The White House is under considerable pressure to cut deficits — the red ink hit a record $1.4 trillion last year — or at least keep them from growing. Encouraged by last week's Massachusetts Senate victory, Republicans are hitting hard on the issue, and polls show voters increasingly concerned ahead of elections in November.
The report sees a slow rebound of the economy, with unemployment averaging 10.1 percent this year as the economy grows by just over 2 percent. It would grow only slightly more next year with an unemployment rate of 9.5 percent.
"Economic growth in the next few years will probably be muted in the aftermath of the financial and economic turmoil," the CBO report says.

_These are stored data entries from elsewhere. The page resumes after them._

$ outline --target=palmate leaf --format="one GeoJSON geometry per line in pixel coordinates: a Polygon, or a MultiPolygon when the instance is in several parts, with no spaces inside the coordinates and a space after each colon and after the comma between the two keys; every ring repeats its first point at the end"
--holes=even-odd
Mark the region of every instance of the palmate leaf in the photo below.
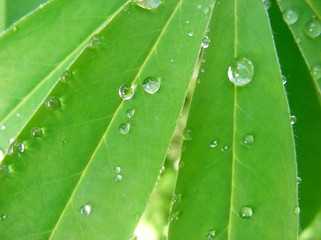
{"type": "Polygon", "coordinates": [[[321,2],[319,0],[290,0],[278,1],[278,3],[320,94],[321,2]]]}
{"type": "Polygon", "coordinates": [[[210,29],[169,239],[297,239],[293,134],[264,4],[221,1],[210,29]],[[227,73],[243,57],[254,77],[237,87],[227,73]]]}
{"type": "MultiPolygon", "coordinates": [[[[65,9],[70,1],[56,2],[65,9]]],[[[9,148],[1,165],[1,239],[130,238],[200,53],[213,3],[200,4],[163,1],[146,10],[127,1],[118,8],[9,148]],[[161,82],[155,94],[143,90],[149,76],[161,82]],[[131,100],[118,96],[122,84],[134,86],[131,100]]]]}
{"type": "Polygon", "coordinates": [[[125,0],[95,3],[51,1],[0,38],[0,151],[7,148],[9,139],[17,135],[65,68],[95,32],[113,19],[125,0]],[[78,25],[81,27],[75,28],[78,25]]]}

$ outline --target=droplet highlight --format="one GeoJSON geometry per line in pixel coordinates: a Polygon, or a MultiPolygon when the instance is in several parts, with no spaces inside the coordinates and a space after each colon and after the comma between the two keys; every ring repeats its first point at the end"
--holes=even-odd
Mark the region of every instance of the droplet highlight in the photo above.
{"type": "Polygon", "coordinates": [[[126,116],[127,116],[128,118],[132,118],[132,117],[134,117],[134,115],[135,115],[135,109],[129,109],[129,110],[127,110],[126,116]]]}
{"type": "Polygon", "coordinates": [[[242,144],[245,146],[251,146],[254,143],[254,137],[253,135],[245,135],[242,138],[242,144]]]}
{"type": "Polygon", "coordinates": [[[155,77],[147,77],[143,82],[143,89],[149,94],[155,94],[160,88],[160,79],[155,77]]]}
{"type": "Polygon", "coordinates": [[[190,128],[185,128],[183,138],[185,141],[191,141],[193,139],[193,130],[190,128]]]}
{"type": "Polygon", "coordinates": [[[119,126],[119,132],[123,135],[129,133],[130,123],[123,123],[119,126]]]}
{"type": "Polygon", "coordinates": [[[7,216],[6,215],[1,215],[0,216],[0,220],[3,221],[3,220],[6,220],[7,216]]]}
{"type": "Polygon", "coordinates": [[[50,111],[56,111],[61,107],[61,102],[59,98],[55,96],[48,97],[45,101],[45,106],[50,111]]]}
{"type": "Polygon", "coordinates": [[[115,173],[120,173],[120,172],[121,172],[121,167],[118,167],[118,166],[115,167],[115,168],[114,168],[114,172],[115,172],[115,173]]]}
{"type": "Polygon", "coordinates": [[[251,218],[253,216],[253,210],[251,207],[242,207],[240,210],[241,218],[251,218]]]}
{"type": "Polygon", "coordinates": [[[297,178],[296,178],[296,183],[299,185],[299,184],[301,184],[301,182],[302,182],[302,178],[297,177],[297,178]]]}
{"type": "Polygon", "coordinates": [[[187,32],[187,35],[188,35],[189,37],[193,37],[193,36],[194,36],[194,32],[193,32],[193,31],[188,31],[188,32],[187,32]]]}
{"type": "Polygon", "coordinates": [[[123,100],[132,99],[132,97],[135,94],[135,88],[134,88],[134,86],[123,84],[120,86],[120,88],[118,90],[118,94],[121,97],[121,99],[123,99],[123,100]]]}
{"type": "Polygon", "coordinates": [[[304,31],[308,37],[317,38],[321,34],[321,24],[313,19],[305,24],[304,31]]]}
{"type": "Polygon", "coordinates": [[[20,140],[14,140],[8,148],[8,155],[23,153],[25,151],[25,145],[20,140]]]}
{"type": "Polygon", "coordinates": [[[123,181],[123,176],[120,175],[120,174],[117,174],[117,175],[114,177],[114,181],[115,181],[115,182],[121,182],[121,181],[123,181]]]}
{"type": "Polygon", "coordinates": [[[42,128],[35,127],[31,130],[31,136],[34,138],[41,138],[43,136],[42,128]]]}
{"type": "Polygon", "coordinates": [[[211,148],[216,148],[217,145],[218,145],[218,141],[215,140],[215,141],[211,142],[210,147],[211,148]]]}
{"type": "Polygon", "coordinates": [[[271,0],[263,0],[264,6],[266,10],[269,10],[271,7],[271,0]]]}
{"type": "Polygon", "coordinates": [[[91,206],[90,205],[84,205],[80,208],[80,214],[83,216],[88,216],[91,213],[91,206]]]}
{"type": "Polygon", "coordinates": [[[73,74],[70,70],[66,70],[61,77],[59,78],[59,80],[63,83],[69,82],[73,77],[73,74]]]}
{"type": "Polygon", "coordinates": [[[99,45],[100,45],[101,43],[102,43],[101,37],[96,34],[96,35],[94,35],[94,36],[91,38],[91,40],[90,40],[90,42],[89,42],[89,44],[88,44],[88,47],[91,48],[91,49],[94,49],[94,48],[99,47],[99,45]]]}
{"type": "Polygon", "coordinates": [[[294,24],[298,21],[299,15],[297,14],[296,11],[292,9],[285,10],[283,13],[283,19],[286,23],[288,24],[294,24]]]}
{"type": "Polygon", "coordinates": [[[234,85],[239,87],[247,85],[249,82],[251,82],[253,76],[253,63],[245,57],[236,59],[228,68],[228,78],[234,85]]]}
{"type": "Polygon", "coordinates": [[[291,116],[291,124],[294,125],[294,124],[296,124],[297,121],[298,121],[297,117],[292,115],[291,116]]]}
{"type": "Polygon", "coordinates": [[[162,0],[133,0],[133,2],[142,8],[154,9],[162,3],[162,0]]]}
{"type": "Polygon", "coordinates": [[[214,239],[216,236],[216,231],[215,230],[210,230],[206,233],[206,237],[208,240],[214,239]]]}
{"type": "Polygon", "coordinates": [[[315,65],[310,70],[311,76],[314,80],[321,79],[321,65],[315,65]]]}
{"type": "Polygon", "coordinates": [[[205,35],[201,43],[201,47],[208,48],[210,46],[210,43],[211,43],[211,39],[209,38],[209,36],[205,35]]]}

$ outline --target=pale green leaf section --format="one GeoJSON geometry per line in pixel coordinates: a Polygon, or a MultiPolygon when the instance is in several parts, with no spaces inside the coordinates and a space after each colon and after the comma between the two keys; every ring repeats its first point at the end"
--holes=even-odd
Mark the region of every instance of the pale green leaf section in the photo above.
{"type": "Polygon", "coordinates": [[[284,15],[286,15],[287,10],[293,10],[298,15],[298,20],[293,24],[288,24],[288,26],[299,46],[320,94],[321,34],[315,38],[311,38],[309,34],[307,34],[307,24],[310,21],[314,21],[319,25],[319,31],[321,31],[321,2],[319,0],[288,0],[278,1],[278,4],[284,15]]]}
{"type": "Polygon", "coordinates": [[[50,91],[61,107],[41,105],[17,137],[25,151],[3,160],[0,239],[132,236],[167,154],[211,6],[164,0],[154,10],[128,2],[115,11],[99,32],[101,43],[85,48],[70,66],[72,77],[50,91]],[[153,95],[142,87],[149,76],[161,81],[153,95]],[[122,84],[135,87],[131,100],[119,97],[122,84]],[[131,126],[125,135],[123,123],[131,126]],[[34,127],[44,136],[33,138],[34,127]],[[85,205],[88,216],[80,211],[85,205]]]}
{"type": "Polygon", "coordinates": [[[169,240],[297,239],[296,159],[290,114],[262,1],[221,1],[196,86],[169,240]],[[243,87],[233,59],[254,65],[243,87]],[[253,137],[246,144],[245,136],[253,137]],[[215,142],[216,141],[216,142],[215,142]],[[212,146],[211,146],[212,145],[212,146]],[[248,218],[241,217],[246,207],[248,218]],[[215,235],[215,237],[213,236],[215,235]]]}
{"type": "Polygon", "coordinates": [[[6,0],[0,0],[0,32],[6,27],[6,0]]]}
{"type": "Polygon", "coordinates": [[[317,240],[321,237],[321,212],[316,214],[314,220],[300,233],[300,240],[317,240]]]}

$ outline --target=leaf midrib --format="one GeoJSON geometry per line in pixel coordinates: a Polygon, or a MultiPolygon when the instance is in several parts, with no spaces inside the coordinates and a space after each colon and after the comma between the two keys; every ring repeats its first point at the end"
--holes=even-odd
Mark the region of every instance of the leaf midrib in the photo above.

The latest estimates also see a $1.35 trillion deficit for the current budget year, dropping to $980 billion next year — but only if a host of tax cuts enacted under President George W. Bush are allowed to expire.
It is a sobering reminder of the fundamental imbalance of the federal government's budget that comes just days before Obama's Feb. 1 budget submission. The White House says Obama will propose a three-year freeze on domestic agency budgets, though the savings would barely make a dent. It has not said whether Obama will proposes tax hikes or cuts to spiraling health and pension benefit programs.
The deficit would slide to $480 billion by 2015, CBO says, but only if tax cuts on income, investments and large estates are allowed to expire at the end of this year. Most budget experts see deficits as far higher once tax cuts and other policies are factored in.
The 2010 deficit figure is in line with previous estimates and would be a slight decline from last year's $1.4 trillion shortfall. But plans afoot on in Congress Hill for a new jobs bill and a coming Obama request for war funds would add to the total.
The figures arrived just hours before the Senate is likely to reject a White House-backed plan to establish a bipartisan task force to recommend steps to curb the deficit.
The figures bring continued bad news on the deficit, keeping the pressure on Obama and congressional Democrats to demonstrate they are serious about taking on the flood of red ink.
The spending freeze, expected to be proposed by Obama during the State of the Union address on Wednesday, would apply to a relatively small portion of the federal budget, affecting a $477 billion pot of money available for domestic agencies whose budgets are approved by Congress each year. Some of those agencies could get increases, others would have to face cuts; such programs got an almost 10 percent increase this year. The federal budget total was $3.5 trillion.